Ziya Uysal

Ziya Uysal

İNSAN- HAYAT-EKMEK

İNSAN- HAYAT-EKMEK


       Çoğu zaman “Buraya kadar” dediğimizde yapacak bir şey kalmadı sanır, mücadeleyi bırakırız. Ya da “Deniz bitti “dediğimizde gölleri ve ırmakları unuturuz. Oysa denizi de göller ve ırmaklar besliyor. Eğer akıllanmışsak, onlarla tekrar deniz oluşturabiliriz.

        İpi göğüsleyenler, kolay pes etmeyenlerdir. Dersini iyi çalışarak, başkaları dökülürken canını dişine takıp, koşuya devam edebilenlerdir.

       “Ya tokat yememiş, ya sayı saymasını bilmiyor” diye bir deyim var. Hayatın acımasız yüzünü, yani gerçek yüzünü görmemiş, feleğin tokadını yememiş olanlar, çoğu kez ellerine geçen fırsatları acemilikleri yüzünden veya hayata başka bir pencereden baktıkları için kaçırırlar.

       Tembellik ve kolaycılık, kimseyi başarılı yapmamıştır. Bütün acemiliklerine karşın bu fırsatlardan yararlananlar; gereğinde boşa çalışmayı, yorgunluk ve zorlukları, riskleri göze almış olanlardır. Bir tanıdığım, “Ben hamallığı göze aldıktan sonra, nasıl olsa sırtıma bir yük vuran çıkar” diyerek, işsiz kalma kaygısı taşımazdı. O, hep tutumlu ve minnetsiz yaşamıştı.
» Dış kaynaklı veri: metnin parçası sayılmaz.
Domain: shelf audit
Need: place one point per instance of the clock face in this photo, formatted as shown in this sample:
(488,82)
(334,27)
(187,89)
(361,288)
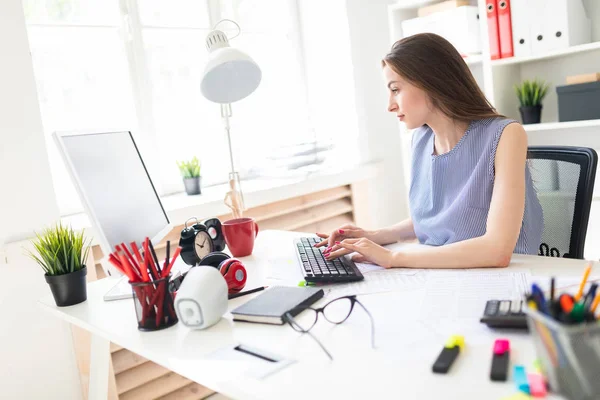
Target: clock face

       Bunlar çalışmaktan yılmazlar. Daha doğrusu çalışmadan duramazlar. Ekmeğini taştan çıkartırlar. Satın alınamazlar. Kolay pes etmezler. Kendilerine güvenirler.

       Ekmeğini kazanma endişeleri yoktur. Hak etmedikleri bir malı veya parayı almazlar. Ancak emeklerinin karşılığını yerler. Maddi ihtiyaçları yoksa, insanlık için çalışırlar.
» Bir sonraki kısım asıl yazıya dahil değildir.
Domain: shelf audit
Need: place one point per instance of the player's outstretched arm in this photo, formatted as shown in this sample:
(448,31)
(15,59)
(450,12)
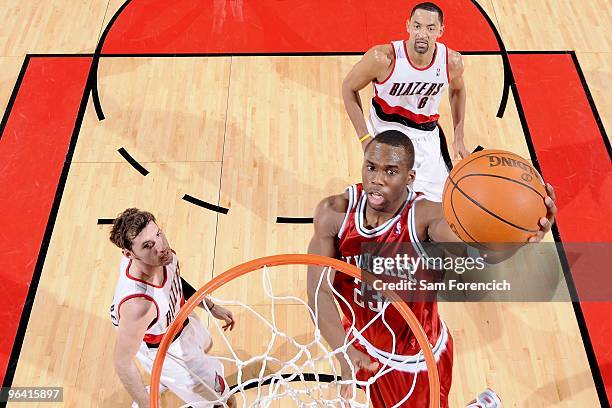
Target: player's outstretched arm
(373,64)
(136,315)
(457,95)
(327,221)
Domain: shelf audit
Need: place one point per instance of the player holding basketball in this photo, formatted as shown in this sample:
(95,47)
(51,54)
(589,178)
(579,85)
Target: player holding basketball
(384,210)
(148,296)
(409,79)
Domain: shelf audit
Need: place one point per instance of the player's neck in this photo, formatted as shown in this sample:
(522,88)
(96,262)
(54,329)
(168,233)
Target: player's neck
(375,218)
(417,59)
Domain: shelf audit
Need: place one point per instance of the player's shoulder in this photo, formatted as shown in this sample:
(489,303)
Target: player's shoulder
(330,212)
(427,213)
(137,307)
(381,54)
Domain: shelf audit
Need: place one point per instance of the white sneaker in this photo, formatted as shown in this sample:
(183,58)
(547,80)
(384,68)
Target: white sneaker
(487,399)
(162,389)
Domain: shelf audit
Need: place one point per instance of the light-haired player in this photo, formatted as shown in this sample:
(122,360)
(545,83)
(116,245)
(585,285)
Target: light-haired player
(148,296)
(409,79)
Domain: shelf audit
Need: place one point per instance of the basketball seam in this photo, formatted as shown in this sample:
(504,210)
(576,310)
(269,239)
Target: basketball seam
(505,178)
(455,213)
(486,210)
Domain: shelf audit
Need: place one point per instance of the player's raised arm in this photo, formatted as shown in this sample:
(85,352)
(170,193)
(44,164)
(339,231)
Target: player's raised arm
(327,221)
(457,96)
(136,315)
(373,65)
       Talih oyunlarına, defineciliğe, kolay kazanmaya, beleşçiliğe ve savurganlığa hiç heves etmezler. Yorulmayı severler, daima hallerine şükrederler ve huzurlu bir hayat yaşarlar.
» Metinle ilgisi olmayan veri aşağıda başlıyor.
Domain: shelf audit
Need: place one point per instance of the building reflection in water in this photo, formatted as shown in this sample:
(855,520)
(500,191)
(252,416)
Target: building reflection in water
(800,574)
       "Nihayet, açlıkla tokluğun arası yarım yufkadır." derler. Ekmeğini çalışarak kazanmaya şartlanmışlardır. Biri mal bağışlasa almazlar. En yorucu çalışmaları bile her zaman seve seve göze alırlar. “Helal işe ar olmaz” diyerek, sıradan işlere bile burun kıvırmazlar. Risk almaktan çekinmezler. Ekmek, istediği kadar ” Aslanın ağzında” olsun, özürlü bile olsalar, onlar geçim endişesi taşımazlar. Lüks ve safahatı sevmezler, hayallerinde şaşaa ve saltanata yer yoktur.

      Lisede oturduğum bir sıranın iç yüzünde “ Kim kazanmazsa bir ekmek parası, dostunun yüz karası, düşmanının maskarası” yazılıydı. Kim bilir kim yazmıştı. Hiç unutmam, ben o yazıyı her okuyuşumda ilk kez okumuş gibi etkilenirdim.   

       Gerçekten de tembel, gevşek, beleşçi, kolaycı bir yaklaşımı benimsemiş olanların işleri rastlantılara kalmıştır. Bunlar eli boş takımına mensup kimselerdir.

       Çalışmayı göze alamazlar. Çalışmayı sevmezler. Zorluklara dayanmayı denemek bile istemezler. İş beğenmezler. Çoğu eğlence düşkünüdür. Daima kazancından fazla harcarlar, hak ettiklerinden fazlasını isterler. Alçak gönüllü ve tutumlu olmayı eziklik sayarlar, her durumda havalarından taviz vermezler. Geçim kaygıları yoksa hiçbir iş yapmamayı yeğlerler.  

        Başkalarının malına göz dikenler, çoğunlukla bu grubun içinden çıkar. Bunlar çalışarak, hak ederek kazananları, kazandığıyla yetinenleri, alnı terleyenleri enayi gibi görürler.

       Çoğu kendini beğenmiş ve savurgandır. Zorda kalınca gayrı meşru kazançları bile denemekten hiç çekinmezler. Açıkça bir yasaklayan, bir kınayan veya ayıplayan yoksa kazançlarının helal olup olmadığını umursamazlar.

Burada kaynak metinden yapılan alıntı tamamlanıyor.